According to the Australian Cannabis Cultivators Guild, such a policy could generate around 5,800 jobs — many of them in regional Australia — and build a self-sufficient industry ready for global export.
Domestic production also allows for rigorous quality oversight, ensuring patients receive safe, high-quality products in a way that imported products, which often face less equivalent scrutiny, do not consistently guarantee.
The Penington Institute has valued Australia's medicinal cannabis market at $1 billion, up from just $30 million in 2019. Prioritising local growers could add a further $350 million to that figure in short order.
A single small legislative change — one that would cost nothing to implement — could stimulate essential research and development in medicinal cannabis and open the door to billions in export revenue.
Australia records 45,000 endometriosis hospitalisations each year. Promising clinical trials of a new cannabis-based treatment for the condition are getting underway, but researchers are struggling to recruit participants because, under current laws, patients must agree not to drive for the duration of the trial.
“Now is the time to inhale deeply, listen to experts and see cannabis as an opportunity not a problem.”
fiona patten
This is simply not feasible for most people, who rely on driving for work, family and healthcare. Permitting patients to drive when it is safe to do so — as they are already permitted to do while taking far stronger pain medications such as opioids — would allow these trials and many others to proceed in Australia, with the potential to benefit millions of people locally and internationally.
That one modest change, bringing Australia into line with most other countries, could have a real impact on productivity and growth.

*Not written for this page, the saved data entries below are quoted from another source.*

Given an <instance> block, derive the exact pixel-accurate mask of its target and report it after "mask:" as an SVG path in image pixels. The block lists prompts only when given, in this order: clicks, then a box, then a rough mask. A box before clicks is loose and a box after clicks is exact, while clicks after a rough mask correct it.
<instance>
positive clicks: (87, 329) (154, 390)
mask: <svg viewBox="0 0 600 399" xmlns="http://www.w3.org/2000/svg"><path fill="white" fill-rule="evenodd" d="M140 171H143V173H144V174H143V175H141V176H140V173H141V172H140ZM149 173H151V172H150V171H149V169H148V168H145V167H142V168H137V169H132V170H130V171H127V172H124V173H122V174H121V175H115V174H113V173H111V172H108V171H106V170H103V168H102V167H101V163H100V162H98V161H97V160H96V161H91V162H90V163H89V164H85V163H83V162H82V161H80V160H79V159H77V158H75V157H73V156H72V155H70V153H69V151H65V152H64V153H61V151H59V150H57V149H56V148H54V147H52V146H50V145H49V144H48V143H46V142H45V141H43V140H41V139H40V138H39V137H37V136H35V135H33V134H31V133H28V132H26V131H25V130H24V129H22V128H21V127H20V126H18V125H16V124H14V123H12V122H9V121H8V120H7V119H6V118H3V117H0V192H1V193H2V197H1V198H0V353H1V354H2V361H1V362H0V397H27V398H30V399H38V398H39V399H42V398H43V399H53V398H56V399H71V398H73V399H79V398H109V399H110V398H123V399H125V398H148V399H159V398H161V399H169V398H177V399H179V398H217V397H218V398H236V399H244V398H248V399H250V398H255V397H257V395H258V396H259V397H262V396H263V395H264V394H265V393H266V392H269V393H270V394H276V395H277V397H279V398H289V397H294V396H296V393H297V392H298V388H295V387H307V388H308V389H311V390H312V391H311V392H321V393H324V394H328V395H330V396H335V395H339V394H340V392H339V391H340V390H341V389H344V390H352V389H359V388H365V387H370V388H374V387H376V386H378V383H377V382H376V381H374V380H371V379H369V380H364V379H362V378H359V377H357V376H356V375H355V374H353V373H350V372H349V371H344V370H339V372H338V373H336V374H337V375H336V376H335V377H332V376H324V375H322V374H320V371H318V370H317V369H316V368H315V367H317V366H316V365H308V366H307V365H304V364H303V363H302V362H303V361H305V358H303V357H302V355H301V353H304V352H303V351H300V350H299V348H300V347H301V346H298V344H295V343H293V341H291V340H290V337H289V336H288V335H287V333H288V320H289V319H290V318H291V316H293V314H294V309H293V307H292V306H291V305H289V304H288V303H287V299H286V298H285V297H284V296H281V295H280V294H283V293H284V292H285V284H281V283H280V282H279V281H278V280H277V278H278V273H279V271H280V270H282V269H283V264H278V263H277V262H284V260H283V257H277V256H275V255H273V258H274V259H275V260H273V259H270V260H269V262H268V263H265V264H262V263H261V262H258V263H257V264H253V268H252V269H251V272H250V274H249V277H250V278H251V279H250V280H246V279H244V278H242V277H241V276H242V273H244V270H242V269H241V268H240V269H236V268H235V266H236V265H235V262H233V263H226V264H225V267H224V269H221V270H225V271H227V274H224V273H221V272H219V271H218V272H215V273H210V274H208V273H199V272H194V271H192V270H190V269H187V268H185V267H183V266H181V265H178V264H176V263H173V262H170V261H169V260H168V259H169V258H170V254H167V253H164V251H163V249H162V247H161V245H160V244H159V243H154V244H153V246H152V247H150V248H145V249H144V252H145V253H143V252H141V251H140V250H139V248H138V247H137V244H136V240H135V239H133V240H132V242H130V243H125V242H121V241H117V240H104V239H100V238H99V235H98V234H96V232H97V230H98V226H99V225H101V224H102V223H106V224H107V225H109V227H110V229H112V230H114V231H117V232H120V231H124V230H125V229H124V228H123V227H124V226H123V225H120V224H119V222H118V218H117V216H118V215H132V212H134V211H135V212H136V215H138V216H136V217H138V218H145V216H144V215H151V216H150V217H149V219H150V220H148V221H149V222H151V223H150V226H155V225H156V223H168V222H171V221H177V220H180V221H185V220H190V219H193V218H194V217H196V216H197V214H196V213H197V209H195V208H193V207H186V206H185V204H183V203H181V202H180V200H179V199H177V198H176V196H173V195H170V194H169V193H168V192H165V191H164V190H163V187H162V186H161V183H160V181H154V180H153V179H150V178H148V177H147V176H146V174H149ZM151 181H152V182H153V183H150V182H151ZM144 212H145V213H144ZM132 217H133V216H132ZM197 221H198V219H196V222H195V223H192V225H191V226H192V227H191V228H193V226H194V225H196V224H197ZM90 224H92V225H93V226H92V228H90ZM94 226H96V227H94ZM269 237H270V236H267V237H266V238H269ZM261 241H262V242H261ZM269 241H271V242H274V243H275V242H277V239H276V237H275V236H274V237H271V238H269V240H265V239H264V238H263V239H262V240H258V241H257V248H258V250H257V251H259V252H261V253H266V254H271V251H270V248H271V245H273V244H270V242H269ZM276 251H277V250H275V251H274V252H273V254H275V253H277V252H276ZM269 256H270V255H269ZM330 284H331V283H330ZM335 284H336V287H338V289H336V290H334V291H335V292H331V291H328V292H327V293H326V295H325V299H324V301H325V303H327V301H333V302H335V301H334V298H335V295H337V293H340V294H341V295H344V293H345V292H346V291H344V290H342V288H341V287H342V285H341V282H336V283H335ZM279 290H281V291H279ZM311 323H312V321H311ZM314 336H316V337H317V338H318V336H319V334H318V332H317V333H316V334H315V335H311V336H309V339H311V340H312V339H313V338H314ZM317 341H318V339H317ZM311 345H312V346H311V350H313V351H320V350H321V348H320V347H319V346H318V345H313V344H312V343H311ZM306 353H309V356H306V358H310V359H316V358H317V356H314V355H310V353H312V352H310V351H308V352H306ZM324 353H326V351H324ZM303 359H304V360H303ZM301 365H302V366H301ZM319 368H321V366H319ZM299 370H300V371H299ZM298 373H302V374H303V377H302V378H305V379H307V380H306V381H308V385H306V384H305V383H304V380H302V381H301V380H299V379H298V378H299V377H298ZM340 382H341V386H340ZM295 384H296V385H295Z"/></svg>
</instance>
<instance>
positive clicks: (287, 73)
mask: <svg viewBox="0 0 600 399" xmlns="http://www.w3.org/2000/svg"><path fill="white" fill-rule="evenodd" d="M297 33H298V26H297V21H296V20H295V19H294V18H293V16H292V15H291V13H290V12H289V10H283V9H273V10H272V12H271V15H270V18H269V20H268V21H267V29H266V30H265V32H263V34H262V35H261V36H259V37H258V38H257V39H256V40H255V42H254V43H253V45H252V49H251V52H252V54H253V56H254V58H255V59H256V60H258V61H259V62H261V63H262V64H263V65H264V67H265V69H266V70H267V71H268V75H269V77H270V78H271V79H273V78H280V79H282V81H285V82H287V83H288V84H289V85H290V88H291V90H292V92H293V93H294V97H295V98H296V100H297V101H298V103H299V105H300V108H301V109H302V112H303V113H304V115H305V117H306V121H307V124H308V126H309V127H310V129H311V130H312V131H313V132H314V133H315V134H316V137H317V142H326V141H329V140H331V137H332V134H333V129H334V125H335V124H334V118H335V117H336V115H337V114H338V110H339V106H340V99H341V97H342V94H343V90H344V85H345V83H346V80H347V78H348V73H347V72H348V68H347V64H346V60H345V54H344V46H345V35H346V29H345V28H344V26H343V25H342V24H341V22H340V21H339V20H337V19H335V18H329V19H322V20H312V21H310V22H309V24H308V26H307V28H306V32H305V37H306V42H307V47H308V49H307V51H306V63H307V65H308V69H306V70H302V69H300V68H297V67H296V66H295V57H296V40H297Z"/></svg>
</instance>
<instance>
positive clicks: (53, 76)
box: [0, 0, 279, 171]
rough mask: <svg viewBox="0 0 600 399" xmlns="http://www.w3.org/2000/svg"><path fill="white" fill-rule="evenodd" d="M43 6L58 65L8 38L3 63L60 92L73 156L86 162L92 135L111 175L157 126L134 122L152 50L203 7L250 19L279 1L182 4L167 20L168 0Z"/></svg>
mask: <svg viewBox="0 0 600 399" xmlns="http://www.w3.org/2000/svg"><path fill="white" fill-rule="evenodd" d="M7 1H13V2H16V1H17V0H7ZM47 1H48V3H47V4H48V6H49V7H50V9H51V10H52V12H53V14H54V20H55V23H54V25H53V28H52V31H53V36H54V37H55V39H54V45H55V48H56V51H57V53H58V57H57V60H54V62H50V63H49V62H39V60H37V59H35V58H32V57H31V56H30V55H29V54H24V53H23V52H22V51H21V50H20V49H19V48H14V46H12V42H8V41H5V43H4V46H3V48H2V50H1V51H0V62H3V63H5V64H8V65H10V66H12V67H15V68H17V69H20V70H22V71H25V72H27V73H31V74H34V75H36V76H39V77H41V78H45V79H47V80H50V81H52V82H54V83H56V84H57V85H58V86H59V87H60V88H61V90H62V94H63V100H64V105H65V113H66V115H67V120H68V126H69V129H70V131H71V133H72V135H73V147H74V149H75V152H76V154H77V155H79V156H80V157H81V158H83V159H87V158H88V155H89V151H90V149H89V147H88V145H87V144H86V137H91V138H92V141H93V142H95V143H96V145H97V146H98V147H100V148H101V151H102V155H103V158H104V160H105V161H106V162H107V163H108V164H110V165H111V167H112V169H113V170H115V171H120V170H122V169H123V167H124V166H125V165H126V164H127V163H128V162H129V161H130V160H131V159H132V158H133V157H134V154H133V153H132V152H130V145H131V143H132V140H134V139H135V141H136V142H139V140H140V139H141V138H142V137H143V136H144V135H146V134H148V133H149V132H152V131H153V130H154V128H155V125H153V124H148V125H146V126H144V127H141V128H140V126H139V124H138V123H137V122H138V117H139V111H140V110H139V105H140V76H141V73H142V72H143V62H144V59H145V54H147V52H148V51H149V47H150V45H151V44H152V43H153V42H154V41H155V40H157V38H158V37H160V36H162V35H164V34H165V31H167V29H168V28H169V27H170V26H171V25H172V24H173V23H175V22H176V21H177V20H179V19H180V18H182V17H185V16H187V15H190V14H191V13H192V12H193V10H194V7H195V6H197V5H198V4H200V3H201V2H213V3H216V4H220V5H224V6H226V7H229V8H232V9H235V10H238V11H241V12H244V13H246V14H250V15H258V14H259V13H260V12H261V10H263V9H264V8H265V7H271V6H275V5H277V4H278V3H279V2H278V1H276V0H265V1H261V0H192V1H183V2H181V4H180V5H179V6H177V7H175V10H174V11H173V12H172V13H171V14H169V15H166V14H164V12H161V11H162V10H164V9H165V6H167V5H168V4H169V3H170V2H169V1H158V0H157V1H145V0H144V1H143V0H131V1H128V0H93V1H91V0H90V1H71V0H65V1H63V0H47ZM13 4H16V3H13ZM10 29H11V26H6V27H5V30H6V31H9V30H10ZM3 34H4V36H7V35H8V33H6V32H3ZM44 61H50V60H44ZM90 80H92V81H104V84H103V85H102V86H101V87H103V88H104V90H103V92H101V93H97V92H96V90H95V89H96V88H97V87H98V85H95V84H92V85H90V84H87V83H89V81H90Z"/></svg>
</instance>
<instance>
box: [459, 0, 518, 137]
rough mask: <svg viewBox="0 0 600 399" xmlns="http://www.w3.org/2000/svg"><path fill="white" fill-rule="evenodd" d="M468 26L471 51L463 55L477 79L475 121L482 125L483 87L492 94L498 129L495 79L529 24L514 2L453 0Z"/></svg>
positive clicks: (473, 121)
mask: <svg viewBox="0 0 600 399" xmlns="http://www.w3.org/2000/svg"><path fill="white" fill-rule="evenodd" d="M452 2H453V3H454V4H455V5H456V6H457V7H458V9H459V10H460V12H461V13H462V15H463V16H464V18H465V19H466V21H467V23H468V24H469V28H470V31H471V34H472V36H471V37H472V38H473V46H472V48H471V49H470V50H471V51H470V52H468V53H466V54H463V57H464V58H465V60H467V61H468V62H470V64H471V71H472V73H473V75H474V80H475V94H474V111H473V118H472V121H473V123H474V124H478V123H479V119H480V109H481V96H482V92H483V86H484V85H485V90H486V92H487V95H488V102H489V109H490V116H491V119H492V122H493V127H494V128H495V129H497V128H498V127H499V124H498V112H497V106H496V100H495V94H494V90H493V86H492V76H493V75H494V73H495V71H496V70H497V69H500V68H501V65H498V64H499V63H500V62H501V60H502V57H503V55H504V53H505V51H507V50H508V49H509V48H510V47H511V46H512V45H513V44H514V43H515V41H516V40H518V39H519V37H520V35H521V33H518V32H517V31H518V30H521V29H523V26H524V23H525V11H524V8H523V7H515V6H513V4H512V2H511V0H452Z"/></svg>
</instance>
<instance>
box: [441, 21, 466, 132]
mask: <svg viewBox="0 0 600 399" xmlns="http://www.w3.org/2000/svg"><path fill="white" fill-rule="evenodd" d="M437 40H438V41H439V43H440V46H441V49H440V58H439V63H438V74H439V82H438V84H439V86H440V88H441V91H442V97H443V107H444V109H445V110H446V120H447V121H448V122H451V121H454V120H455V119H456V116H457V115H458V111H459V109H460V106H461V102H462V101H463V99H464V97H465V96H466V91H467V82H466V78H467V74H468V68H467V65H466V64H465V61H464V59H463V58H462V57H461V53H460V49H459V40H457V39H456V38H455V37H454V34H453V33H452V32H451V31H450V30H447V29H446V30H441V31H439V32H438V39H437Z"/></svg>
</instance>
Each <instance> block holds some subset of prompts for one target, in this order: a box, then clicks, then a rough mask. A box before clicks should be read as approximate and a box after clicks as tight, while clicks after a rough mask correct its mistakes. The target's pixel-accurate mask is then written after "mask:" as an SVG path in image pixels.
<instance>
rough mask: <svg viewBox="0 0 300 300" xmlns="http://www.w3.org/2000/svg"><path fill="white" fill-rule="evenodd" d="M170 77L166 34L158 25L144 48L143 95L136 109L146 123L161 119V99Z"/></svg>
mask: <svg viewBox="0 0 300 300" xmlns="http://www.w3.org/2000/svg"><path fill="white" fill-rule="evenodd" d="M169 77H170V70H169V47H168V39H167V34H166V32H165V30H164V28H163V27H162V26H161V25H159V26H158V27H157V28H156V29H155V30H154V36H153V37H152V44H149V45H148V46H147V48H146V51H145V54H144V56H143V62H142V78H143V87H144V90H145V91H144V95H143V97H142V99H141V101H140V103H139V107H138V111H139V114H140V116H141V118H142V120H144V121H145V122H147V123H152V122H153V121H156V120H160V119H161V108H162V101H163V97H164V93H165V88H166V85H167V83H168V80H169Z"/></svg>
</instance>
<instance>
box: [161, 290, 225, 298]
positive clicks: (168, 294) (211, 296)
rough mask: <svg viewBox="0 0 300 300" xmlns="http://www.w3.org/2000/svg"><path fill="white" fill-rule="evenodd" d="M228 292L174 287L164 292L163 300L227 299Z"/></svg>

Minor reforms to workplace health and safety rules could also cut sick days and lift productivity. Under outdated occupational health and safety policies, patients are stopping their cannabis medication in order to work. Updating those policies to recognise prescribed medicinal cannabis would mean fewer absences and people better able to function in their daily and professional lives.
Regulating adult-use cannabis has proven to be a reliable revenue source in the many countries and jurisdictions that have done it, with increased tax receipts and the freeing up of police resources to address organised crime and violence. Colorado is a clear example: in 2022–23, the state directed US$284.5 million into education, housing and hospital budgets through adult-use cannabis taxes.
Penington has produced a series of reports on cannabis in Australia, finding that the illicit market was worth around $5 billion in 2019 and that Australian adults consumed approximately 441 tonnes of cannabis. Spread across 2.6 million adult consumers, that amounts to a modest 136 grams per person per year. Not only does this leave significant revenue in the hands of organised crime, but Australia also spends $2.6 billion annually in an unsuccessful effort to suppress it.
Penington examined other jurisdictions to project what a regulated Australian market might produce. In Canada — roughly 1.5 times Australia's size — it found that over three years from 2018 to 2021, "Canadian cannabis businesses invested C$29 billion in real estate, infrastructure and technology, added C$43.5 billion to Canada's GDP and sustained an average of 98,000 full-time equivalent jobs per year."
That period also generated over C$15.1 billion in federal and provincial tax revenue.
Applying a rough discount of one third to the Canadian figures yields an estimate of $10 billion in tax revenue and an additional $30 billion added to Australia's GDP.
The recent ALP state conference passed a resolution calling for recreational cannabis legalisation, including state-owned distribution infrastructure, with revenue directed toward mental health, Indigenous health and workers' compensation.
Public support for this reform is clear, and the treasurer's own party appears to back it.
With a forecast deficit of $42 billion, no credible option should be dismissed. Medicinal cannabis reform is within easy reach, and an additional $10 billion from adult-use regulation would go a long way toward funding housing construction and hiring teachers and nurses.